Article 1 of the Constitution makes it clear: Congress — and no other part of the federal government — has the power to declare war. But that's something Congress hasn't formally done in more than 80 years, since World War II.
While Congress has approved what are called Authorizations of Military Force and appropriated funds to assist in ongoing conflicts, its ability to control when the nation is at war has been diminished, in part by its own actions, while the power of the office of the president has expanded.
The War Powers Resolution of 1973 is a law designed to provide a check on the president's power to involve the United States in military action without the consent of Congress. It was passed over President Richard Nixon's veto in the wake of the Vietnam War, which Congress never actually declared as a war, though it did authorize force in the Gulf of Tonkin Resolution.
According to the War Powers Resolution, 'in any case in which United States Armed Forces are introduced' when war hasn't been declared, the president has 48 hours to notify, in writing, the speaker of the House and the Senate president pro tempore. The act requires that the notification include why the president took the action, the authority under which it was taken and 'the estimated scope and duration of the hostilities or involvement.' And the resolution also says any time a president uses the armed forces without notifying Congress beforehand, that use must be terminated within 60 days.
Bellinger said any notification to Congress that Trump sends, which Bellinger told NBC News the Justice Department is likely to prepare, will probably rely on the authority granted to the president in Article II of the Constitution, which makes the president the commander in chief. President Joe Biden cited Article II in 2021 after he ordered strikes in Iraq and Syria that he said were targeting an 'Iranian-backed militia group responsible for recent attacks on U.S. personnel in Iraq.'
Presidents testing limits
Though Congress acted after the U.S. withdrew from Vietnam to restrain presidents in their use of military force, recent decades have seen presidents push against those restraints.

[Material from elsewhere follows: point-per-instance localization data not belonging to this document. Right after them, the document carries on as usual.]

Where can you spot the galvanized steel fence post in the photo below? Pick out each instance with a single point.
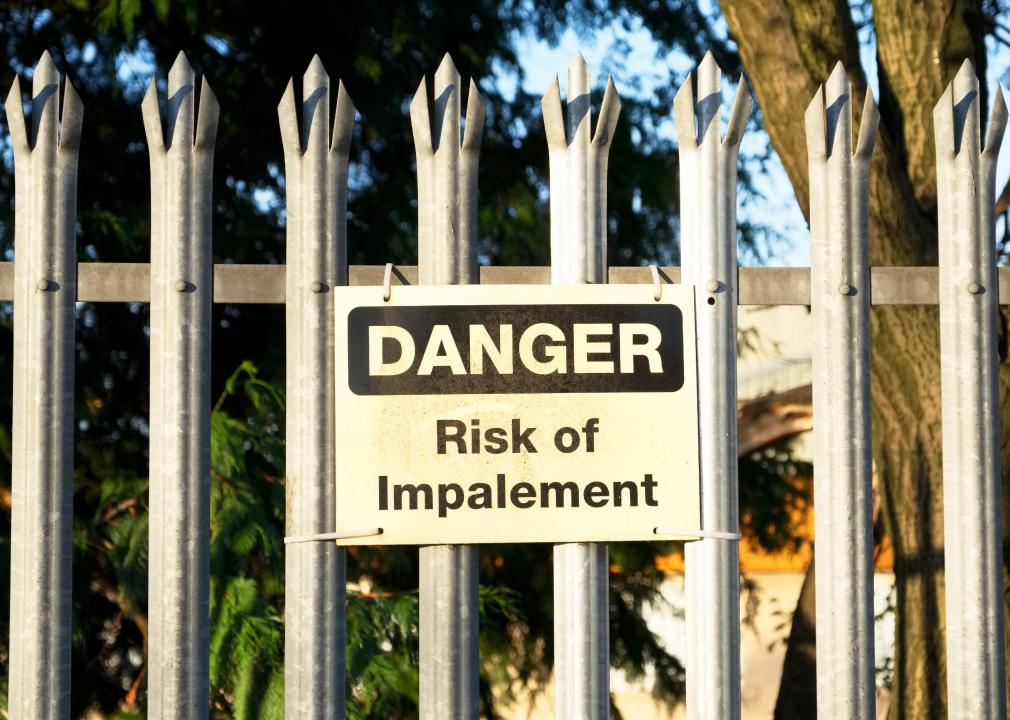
(839, 297)
(316, 182)
(708, 251)
(42, 455)
(579, 254)
(181, 294)
(966, 177)
(446, 248)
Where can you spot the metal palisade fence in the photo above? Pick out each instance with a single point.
(180, 283)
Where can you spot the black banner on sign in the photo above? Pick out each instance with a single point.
(456, 349)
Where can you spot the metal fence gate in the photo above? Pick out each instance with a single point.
(180, 283)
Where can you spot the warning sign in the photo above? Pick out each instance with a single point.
(477, 414)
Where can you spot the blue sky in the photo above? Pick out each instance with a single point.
(639, 56)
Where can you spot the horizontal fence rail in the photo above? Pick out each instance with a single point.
(264, 284)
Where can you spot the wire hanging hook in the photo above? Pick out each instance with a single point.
(387, 279)
(657, 283)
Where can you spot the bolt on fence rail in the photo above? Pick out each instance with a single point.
(181, 284)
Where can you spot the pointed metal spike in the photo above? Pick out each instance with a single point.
(943, 121)
(814, 122)
(207, 117)
(965, 99)
(579, 78)
(420, 119)
(343, 122)
(71, 118)
(15, 117)
(837, 85)
(475, 119)
(709, 100)
(315, 68)
(45, 74)
(446, 75)
(709, 76)
(869, 123)
(315, 79)
(287, 115)
(610, 110)
(997, 124)
(837, 76)
(684, 117)
(181, 74)
(739, 114)
(153, 117)
(44, 101)
(967, 73)
(553, 116)
(838, 113)
(315, 104)
(579, 106)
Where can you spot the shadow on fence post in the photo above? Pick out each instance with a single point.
(446, 249)
(839, 295)
(181, 295)
(314, 586)
(708, 249)
(966, 179)
(579, 254)
(42, 454)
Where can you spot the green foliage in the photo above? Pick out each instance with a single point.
(246, 642)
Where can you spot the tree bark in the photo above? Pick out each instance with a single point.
(788, 48)
(798, 689)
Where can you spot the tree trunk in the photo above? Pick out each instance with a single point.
(788, 48)
(798, 689)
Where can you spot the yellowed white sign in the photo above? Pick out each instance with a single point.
(477, 414)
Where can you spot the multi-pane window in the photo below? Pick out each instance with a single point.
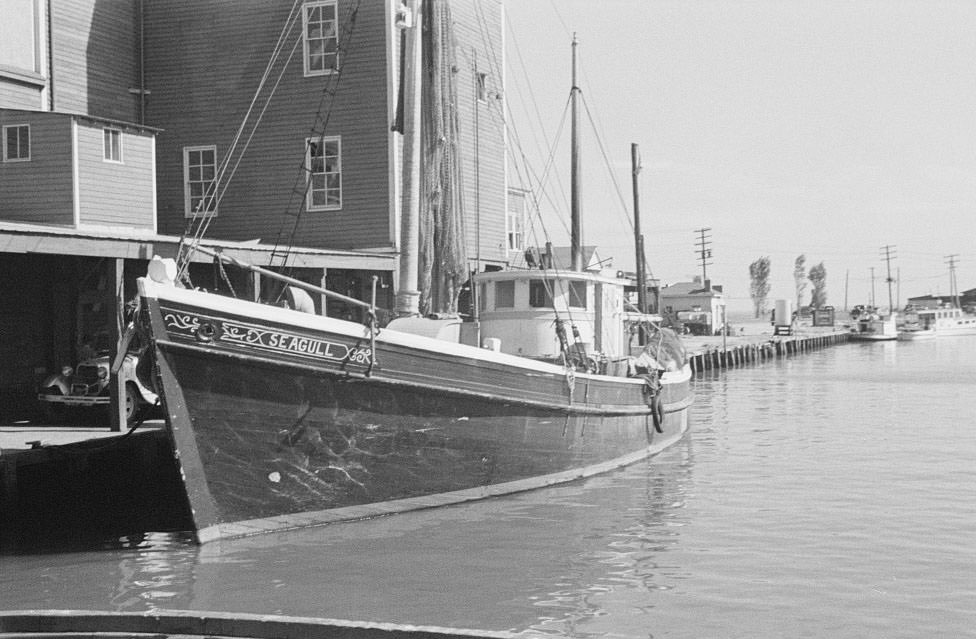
(321, 39)
(577, 294)
(323, 159)
(112, 145)
(16, 143)
(540, 294)
(199, 180)
(516, 220)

On March 23, 1999, the Senate approved NATO airstrikes against what was then Yugoslavia to force a Serbian withdrawal from the province of Kosovo. But when the strikes began 24 hours later, the House had yet to approve the resolution, and a month later, in a tie vote, it rejected the Senate resolution amid increased concerns of greater U.S. military involvement in the area.
In March 2011, a coalition of NATO forces, which included the United States, began a military campaign to intervene in the Libyan civil war to protect civilians. While President Barack Obama ordered it, he didn't seek advance approval from Congress. By June, the House had passed a resolution calling for a withdrawal of U.S. troops from the region and demanded that the Obama administration explain why it didn't ask Congress for permission first.

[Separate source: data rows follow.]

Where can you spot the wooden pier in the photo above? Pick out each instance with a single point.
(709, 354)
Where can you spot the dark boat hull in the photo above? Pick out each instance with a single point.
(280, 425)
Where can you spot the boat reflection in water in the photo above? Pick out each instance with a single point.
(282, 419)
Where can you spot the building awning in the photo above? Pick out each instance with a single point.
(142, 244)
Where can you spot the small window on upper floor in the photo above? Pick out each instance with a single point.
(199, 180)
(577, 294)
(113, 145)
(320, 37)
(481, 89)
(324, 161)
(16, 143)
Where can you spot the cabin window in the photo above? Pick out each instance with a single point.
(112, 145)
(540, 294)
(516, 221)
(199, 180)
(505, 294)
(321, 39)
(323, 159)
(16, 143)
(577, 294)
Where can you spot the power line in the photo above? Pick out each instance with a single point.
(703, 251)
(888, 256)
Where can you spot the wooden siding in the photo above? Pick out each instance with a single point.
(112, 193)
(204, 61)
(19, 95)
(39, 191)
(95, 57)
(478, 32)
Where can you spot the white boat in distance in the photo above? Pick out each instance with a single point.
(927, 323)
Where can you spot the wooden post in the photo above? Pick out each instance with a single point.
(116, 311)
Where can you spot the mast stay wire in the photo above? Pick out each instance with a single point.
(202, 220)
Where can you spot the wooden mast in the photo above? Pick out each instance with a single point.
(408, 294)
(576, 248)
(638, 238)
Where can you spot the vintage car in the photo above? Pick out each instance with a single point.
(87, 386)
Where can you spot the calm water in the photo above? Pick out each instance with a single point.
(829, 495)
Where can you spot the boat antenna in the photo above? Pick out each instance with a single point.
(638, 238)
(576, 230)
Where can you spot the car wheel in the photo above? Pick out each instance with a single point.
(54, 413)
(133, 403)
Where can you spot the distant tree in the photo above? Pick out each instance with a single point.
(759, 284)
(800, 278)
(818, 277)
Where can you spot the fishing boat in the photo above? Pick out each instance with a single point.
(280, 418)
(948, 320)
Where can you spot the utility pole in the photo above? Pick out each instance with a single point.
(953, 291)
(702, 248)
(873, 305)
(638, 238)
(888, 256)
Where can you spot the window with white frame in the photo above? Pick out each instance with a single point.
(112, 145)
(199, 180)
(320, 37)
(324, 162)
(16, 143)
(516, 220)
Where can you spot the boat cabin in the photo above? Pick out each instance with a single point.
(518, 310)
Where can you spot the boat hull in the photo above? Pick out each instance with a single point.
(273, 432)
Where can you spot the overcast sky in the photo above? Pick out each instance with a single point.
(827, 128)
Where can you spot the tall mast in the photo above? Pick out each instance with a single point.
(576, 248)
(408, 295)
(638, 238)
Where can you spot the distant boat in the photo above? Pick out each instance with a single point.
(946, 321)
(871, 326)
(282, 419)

In April 2017, during Trump's first term, he didn't seek congressional authorization before he ordered a missile strike in Syria in response to the Syrian government's use of chemical weapons. 'It is in this vital national security interest of the United States to prevent and deter the spread and use of deadly chemical weapons,' he said in televised remarks after the strikes.
Bellinger, who helped draft Authorizations for Military Force under President George W. Bush, said it isn't always that way. On Jan. 12, 1991, the Senate voted in favor of a resolution authorizing the use of military force against Iraq in response to Iraq's invasion of Kuwait, after President George H.W. Bush asked it to do so. In September 2001 and again in October 2002, President George W. Bush asked Congress to authorize the use of armed force, first in response to the Sept. 11 attacks and then to target Saddam Hussein and his Iraqi government.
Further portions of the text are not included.